Une fois l’an, les croyants — fatalistes chrétiens — s’y rendent en pèlerinage, afin d’obtenir, par l’entremise du saint, le dénouement fatal de toute affaire nouée : la délivrance d’un malade tenace ou d’une vache pleine, ou tout au moins quelque signe de l’avenir : tel que c’est écrit là-haut. — Puisque cela doit être, autant que cela soit de suite… d’un côté ou de l’autre… Tupetu. L’oracle fonctionne pendant la grand’messe : l’officiant fait faire, pour chacun, un tour à la Roulette-de-chance, grand cercle en bois fixé à la voûte et manœuvré par une longue corde que Tupetu tient lui-même dans sa main de granit. La roue garnie de clochettes tourne en carillonnant ; son point d’arrêt présage l’arrêt du destin : — D’un côté ou de l’autre.

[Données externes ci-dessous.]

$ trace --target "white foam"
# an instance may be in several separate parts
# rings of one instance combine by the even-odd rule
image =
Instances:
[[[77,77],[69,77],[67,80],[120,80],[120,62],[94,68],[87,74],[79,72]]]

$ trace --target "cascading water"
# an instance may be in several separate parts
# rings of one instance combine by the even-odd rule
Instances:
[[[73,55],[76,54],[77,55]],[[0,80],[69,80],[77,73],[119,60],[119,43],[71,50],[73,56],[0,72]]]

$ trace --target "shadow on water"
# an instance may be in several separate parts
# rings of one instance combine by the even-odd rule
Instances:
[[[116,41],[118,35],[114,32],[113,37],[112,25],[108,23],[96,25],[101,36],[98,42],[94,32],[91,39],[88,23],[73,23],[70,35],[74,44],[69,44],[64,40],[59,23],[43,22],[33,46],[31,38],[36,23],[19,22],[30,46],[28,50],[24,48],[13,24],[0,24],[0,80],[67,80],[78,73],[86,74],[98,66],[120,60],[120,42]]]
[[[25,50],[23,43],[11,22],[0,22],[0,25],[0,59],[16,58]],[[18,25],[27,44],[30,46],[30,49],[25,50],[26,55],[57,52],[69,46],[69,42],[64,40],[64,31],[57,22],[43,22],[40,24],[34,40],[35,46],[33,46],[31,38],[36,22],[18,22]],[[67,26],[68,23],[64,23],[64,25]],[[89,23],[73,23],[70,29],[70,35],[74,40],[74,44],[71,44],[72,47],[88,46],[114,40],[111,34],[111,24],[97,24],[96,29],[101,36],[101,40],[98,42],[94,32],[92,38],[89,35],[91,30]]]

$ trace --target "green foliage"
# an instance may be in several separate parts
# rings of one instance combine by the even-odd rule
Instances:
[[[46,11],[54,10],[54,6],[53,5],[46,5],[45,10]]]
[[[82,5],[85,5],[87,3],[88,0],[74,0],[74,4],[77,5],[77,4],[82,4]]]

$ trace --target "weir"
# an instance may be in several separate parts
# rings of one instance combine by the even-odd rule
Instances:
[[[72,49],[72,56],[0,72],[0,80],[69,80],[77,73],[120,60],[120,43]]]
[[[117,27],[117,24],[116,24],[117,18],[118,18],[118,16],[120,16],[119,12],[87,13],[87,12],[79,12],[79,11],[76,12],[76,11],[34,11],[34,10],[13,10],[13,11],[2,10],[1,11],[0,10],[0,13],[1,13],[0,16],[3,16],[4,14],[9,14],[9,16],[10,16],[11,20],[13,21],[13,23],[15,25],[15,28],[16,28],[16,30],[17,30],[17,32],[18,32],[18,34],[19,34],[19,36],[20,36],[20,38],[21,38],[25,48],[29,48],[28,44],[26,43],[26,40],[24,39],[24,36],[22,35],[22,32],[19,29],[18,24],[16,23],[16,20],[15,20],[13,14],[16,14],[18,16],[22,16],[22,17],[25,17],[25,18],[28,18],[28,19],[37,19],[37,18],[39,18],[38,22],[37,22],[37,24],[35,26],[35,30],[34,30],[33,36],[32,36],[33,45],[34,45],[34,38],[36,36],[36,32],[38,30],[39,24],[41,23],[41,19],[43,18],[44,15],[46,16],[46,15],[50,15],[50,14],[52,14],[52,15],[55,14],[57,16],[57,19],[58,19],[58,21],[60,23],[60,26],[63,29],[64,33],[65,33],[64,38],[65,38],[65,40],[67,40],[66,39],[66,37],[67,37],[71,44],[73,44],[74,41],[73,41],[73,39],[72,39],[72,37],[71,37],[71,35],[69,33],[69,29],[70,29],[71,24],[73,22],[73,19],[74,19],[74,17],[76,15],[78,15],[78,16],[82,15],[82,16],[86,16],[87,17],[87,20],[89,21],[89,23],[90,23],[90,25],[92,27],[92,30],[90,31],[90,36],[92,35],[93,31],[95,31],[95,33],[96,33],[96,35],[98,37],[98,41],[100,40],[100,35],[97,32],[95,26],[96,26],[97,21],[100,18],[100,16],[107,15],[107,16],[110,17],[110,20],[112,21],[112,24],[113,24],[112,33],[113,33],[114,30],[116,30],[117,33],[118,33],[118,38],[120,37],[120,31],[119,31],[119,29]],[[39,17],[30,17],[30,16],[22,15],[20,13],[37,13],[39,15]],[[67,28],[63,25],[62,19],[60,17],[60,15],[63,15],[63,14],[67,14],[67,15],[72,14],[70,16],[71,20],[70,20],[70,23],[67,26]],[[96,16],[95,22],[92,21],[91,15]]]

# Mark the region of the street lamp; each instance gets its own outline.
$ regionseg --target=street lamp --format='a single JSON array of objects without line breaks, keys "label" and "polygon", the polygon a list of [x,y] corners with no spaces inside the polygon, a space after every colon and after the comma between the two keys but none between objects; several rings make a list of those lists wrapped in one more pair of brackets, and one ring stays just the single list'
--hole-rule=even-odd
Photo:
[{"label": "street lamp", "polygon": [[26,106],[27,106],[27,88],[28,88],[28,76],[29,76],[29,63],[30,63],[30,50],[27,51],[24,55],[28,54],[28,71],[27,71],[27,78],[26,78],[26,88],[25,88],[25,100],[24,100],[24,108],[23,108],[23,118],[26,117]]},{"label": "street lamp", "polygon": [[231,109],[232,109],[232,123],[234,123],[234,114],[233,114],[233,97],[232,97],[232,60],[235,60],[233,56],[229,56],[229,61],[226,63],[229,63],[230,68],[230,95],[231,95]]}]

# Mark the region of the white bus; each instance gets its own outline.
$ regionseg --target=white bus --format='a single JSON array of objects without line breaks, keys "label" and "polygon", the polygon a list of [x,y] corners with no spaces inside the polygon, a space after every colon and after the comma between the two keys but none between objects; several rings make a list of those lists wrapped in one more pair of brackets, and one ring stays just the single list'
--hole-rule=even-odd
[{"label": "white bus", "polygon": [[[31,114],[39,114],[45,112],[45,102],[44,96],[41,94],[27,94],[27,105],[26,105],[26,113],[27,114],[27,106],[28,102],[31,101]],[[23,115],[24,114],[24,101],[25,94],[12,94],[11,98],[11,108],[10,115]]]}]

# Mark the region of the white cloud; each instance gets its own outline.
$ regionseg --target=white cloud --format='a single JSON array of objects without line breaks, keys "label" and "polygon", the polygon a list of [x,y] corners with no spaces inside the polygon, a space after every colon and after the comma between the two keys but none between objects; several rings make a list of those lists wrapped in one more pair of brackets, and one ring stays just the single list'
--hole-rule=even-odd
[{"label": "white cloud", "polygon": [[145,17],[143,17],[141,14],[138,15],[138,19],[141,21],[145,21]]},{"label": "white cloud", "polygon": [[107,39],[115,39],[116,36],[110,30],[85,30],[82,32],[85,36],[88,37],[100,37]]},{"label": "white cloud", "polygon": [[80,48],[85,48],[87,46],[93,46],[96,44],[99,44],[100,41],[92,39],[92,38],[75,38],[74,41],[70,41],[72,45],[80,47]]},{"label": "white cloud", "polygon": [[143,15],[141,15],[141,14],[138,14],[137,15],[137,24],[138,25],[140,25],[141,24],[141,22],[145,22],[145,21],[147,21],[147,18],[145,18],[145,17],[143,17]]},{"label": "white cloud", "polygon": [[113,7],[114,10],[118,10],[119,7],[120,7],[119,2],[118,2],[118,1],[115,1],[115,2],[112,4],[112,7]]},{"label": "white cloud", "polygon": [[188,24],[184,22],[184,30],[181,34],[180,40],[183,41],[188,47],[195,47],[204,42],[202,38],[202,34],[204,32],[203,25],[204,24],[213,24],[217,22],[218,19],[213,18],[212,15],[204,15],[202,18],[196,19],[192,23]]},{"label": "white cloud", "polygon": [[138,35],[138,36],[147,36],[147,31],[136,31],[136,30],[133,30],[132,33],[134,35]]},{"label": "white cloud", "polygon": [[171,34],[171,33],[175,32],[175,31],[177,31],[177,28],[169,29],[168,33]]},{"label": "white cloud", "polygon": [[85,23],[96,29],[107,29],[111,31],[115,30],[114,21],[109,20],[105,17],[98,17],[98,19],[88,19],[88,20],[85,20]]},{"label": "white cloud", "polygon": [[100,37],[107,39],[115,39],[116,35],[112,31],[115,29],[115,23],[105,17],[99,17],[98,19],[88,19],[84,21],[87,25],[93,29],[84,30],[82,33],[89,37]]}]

Et chacun s’en va comme il est venu, quitte à revenir l’an prochain… Tupe-tu finit fatalement par avoir son effet.


Il est, dans la vieille Armorique,
Un saint, des saints le plus pointu,
Pointu comme un clocher gothique
Et comme son nom : Tupetu.

Son petit clocheton de pierre
Semble prêt à changer de bout…
Il lui faut, pour tenir debout,
Beaucoup de foi… beaucoup de lierre…

Et dans sa chapelle ouverte, entre
— Tête ou pieds — tout franc Breton
Pour lui tâter l’œuf dans le ventre,
L’œuf du destin : C’est oui ? — C’est non ?…

Plur fort que sainte Cunégonde
Ou Cucugnan de Quilbignon…
Petit prophète au pauvre monde,
Saint de la veine on du guignon,

Il tient sa Roulette-de-chance
Qu’il vous fait aller pour cinq sous ;
Ça dit bien mieux qu’une balance
Si l’on est dessus ou dessous.

C’est la roulette sans pareille,
Et les grelots qui sont parmi
Vont là-haut chatouiller l’oreille
Du coquin de Sort endormi.

Sonnette de la Providence,
Et serinette du Destin ;
Carillon faux, mais argentin ;
Grelottière de l’Espérance…

Tu-pe-tu ! — D’un bord ou de l’autre !
Tu-pe-tu ! — Banco. — Quitte ou tout !

Juge de paix sans patenôtre…
Tupetu, saint valet d’atout !

Tu-pe-tu ! — Pas de milieu !…
Tupetu, sorcier à musique,
Croupier du tourniquet mystique
Pour les macarons du bon Dieu !…

Médecin héroïque, il pousse
Le mourant à sauter le pas :
Soit dans la vie à la rescousse…
Soit, à pieds joints, en plein trépas :

Tu-pe-tu ! cheval couronné !
Tu-pe-tu ! qu’on saute ou qu’on bute !
Tu-pe-tu ! vieillard obstiné !…
Au bout du fossé la culbute !

Tupetu, saint tout juste honnête,
Petit Janus chair et poisson !
Saint confesseur à double tête,
Saint confesseur à double fond !

— Pile-ou-face de la vertu,
Ambigu patron des pucelles
Qui viennent t’offrir des chandelles…
Jésuite ! tu dis : Tu-pe-tu !

(Les Amours jaunes.)

  1. Boujaron, ration d’eau-de-vie.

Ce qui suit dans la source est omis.